Pew notes that people do cross the border illegally, but the numbers are not large: About 350,000 illegal immigrants have entered the country each year, but the same number have also left the country.

Together, unauthorized immigrants make up 5 percent of America’s civilian labor force, a proportion which is down slightly since 2009, Pew says. The numbers of unauthorized immigrant in the United States grew rapidly in the 1990s and early 2000s, but that trend changed with the onset of the financial crisis.

Some reports have noted an increase in immigration after 2014 – and data from one survey, the 2015 Current Population Survey show an increase in Mexican immigration.
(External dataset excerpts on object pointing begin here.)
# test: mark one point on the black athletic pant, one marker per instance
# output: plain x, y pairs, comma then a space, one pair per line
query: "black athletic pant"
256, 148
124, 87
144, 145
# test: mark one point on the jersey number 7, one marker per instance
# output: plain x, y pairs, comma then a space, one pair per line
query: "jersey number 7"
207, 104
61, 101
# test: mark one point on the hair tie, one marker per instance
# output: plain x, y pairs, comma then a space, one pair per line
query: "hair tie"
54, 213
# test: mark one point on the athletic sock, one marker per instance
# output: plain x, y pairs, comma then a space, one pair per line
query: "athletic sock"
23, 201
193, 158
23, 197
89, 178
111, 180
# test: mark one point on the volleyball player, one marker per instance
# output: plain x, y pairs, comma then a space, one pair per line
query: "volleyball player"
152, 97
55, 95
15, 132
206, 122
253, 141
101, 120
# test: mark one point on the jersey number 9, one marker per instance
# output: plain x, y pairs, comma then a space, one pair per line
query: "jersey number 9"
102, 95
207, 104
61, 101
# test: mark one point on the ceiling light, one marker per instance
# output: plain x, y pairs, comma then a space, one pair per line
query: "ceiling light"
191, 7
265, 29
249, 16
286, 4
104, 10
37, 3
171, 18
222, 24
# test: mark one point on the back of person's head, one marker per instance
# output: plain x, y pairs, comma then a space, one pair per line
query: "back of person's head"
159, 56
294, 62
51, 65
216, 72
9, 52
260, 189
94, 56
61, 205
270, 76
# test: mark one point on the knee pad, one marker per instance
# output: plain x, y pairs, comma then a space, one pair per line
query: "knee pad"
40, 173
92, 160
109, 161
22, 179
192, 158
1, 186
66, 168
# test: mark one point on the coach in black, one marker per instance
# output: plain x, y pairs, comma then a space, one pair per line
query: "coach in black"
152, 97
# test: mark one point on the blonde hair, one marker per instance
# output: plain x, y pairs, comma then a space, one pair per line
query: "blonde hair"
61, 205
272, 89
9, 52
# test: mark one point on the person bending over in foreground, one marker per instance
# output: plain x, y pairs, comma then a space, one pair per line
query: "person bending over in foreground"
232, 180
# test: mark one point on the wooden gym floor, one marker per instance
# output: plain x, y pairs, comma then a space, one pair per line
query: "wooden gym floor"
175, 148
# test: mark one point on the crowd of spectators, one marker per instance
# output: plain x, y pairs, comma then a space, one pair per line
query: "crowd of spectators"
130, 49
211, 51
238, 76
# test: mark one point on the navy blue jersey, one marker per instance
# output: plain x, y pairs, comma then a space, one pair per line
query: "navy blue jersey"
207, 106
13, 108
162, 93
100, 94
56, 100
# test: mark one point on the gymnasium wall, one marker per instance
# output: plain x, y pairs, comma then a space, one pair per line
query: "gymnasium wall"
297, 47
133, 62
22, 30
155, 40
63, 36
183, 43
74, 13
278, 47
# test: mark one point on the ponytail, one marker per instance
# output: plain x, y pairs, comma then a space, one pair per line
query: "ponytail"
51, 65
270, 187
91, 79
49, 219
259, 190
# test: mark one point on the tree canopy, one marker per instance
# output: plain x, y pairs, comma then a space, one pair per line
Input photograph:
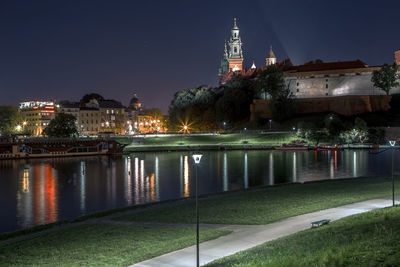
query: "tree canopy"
63, 125
9, 119
270, 82
386, 78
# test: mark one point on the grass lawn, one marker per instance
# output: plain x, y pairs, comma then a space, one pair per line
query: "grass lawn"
265, 205
368, 239
101, 245
222, 139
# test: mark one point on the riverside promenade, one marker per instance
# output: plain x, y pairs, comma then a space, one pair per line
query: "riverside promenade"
247, 236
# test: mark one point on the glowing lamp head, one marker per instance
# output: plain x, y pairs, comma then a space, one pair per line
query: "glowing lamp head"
197, 157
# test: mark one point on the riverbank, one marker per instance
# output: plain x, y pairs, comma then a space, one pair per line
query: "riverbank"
97, 238
268, 204
367, 239
192, 142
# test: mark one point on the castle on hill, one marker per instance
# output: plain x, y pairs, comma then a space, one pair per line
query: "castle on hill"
318, 84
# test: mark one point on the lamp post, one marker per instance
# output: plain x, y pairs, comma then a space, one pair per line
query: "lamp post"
197, 157
392, 144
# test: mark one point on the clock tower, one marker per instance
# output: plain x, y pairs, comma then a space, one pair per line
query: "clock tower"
235, 58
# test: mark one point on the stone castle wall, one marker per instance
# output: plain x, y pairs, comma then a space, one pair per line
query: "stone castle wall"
397, 57
343, 105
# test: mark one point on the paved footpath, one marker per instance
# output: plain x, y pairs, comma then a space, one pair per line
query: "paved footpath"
247, 236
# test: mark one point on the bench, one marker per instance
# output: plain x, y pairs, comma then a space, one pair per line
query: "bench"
319, 223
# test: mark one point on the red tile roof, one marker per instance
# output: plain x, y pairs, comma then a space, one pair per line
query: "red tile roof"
355, 64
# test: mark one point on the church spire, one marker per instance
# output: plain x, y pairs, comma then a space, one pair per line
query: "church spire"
225, 51
271, 59
235, 49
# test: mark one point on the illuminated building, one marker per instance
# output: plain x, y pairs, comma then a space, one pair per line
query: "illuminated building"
397, 57
235, 57
106, 116
89, 121
71, 108
271, 59
113, 117
149, 124
341, 87
132, 111
36, 115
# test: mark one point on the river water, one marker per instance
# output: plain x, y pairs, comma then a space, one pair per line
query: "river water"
40, 191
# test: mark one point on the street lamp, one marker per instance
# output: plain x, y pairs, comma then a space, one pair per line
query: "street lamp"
197, 157
392, 144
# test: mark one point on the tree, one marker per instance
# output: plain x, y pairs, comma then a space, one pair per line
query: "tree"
386, 78
9, 119
63, 125
270, 81
333, 124
234, 105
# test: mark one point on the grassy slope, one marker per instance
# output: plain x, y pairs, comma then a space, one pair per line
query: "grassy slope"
369, 239
100, 245
250, 138
270, 204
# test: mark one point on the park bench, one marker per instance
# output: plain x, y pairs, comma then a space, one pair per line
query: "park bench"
319, 223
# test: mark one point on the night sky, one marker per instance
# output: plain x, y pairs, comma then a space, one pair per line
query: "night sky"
64, 49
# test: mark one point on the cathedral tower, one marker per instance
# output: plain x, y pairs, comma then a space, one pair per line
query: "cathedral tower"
235, 58
271, 59
224, 62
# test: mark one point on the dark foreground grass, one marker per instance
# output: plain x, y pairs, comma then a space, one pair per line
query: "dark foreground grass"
100, 245
270, 204
369, 239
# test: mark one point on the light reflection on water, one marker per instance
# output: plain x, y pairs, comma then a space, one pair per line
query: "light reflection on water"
42, 191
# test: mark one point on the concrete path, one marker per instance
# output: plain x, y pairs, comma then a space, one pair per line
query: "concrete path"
248, 236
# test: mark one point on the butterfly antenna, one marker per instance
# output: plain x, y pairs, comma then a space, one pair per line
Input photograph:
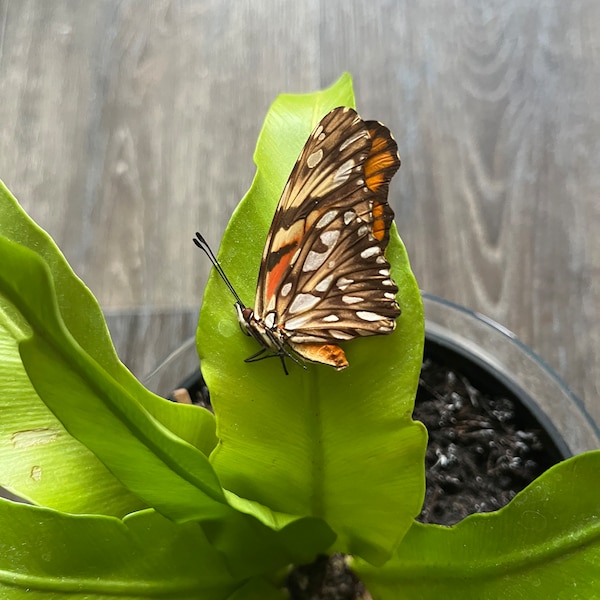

Jeffrey Passel, a senior demographer at Pew, says, however, that the results from that survey were an anomaly — which is something that happens with individual surveys — rather than offering evidence of a big migration event.

“Those numbers were not consistent with anything else we’ve seen,” Passel said.

The 2015 Population Survey showed an increase in Mexican immigration, but Passel noted that the 2015 American Community Survey, which is based on a much larger sample, showed that the total number of Mexican immigrants in the United States is virtually unchanged over the 2010-2016 period.

Passel added that the 2016 Current Population Survey, labor-force surveys of out-migration in Mexico, and apprehensions of undocumented Mexicans at the Southern border all pointed to the same trend — that the number of Mexican immigrants in the United States has been roughly constant for many years.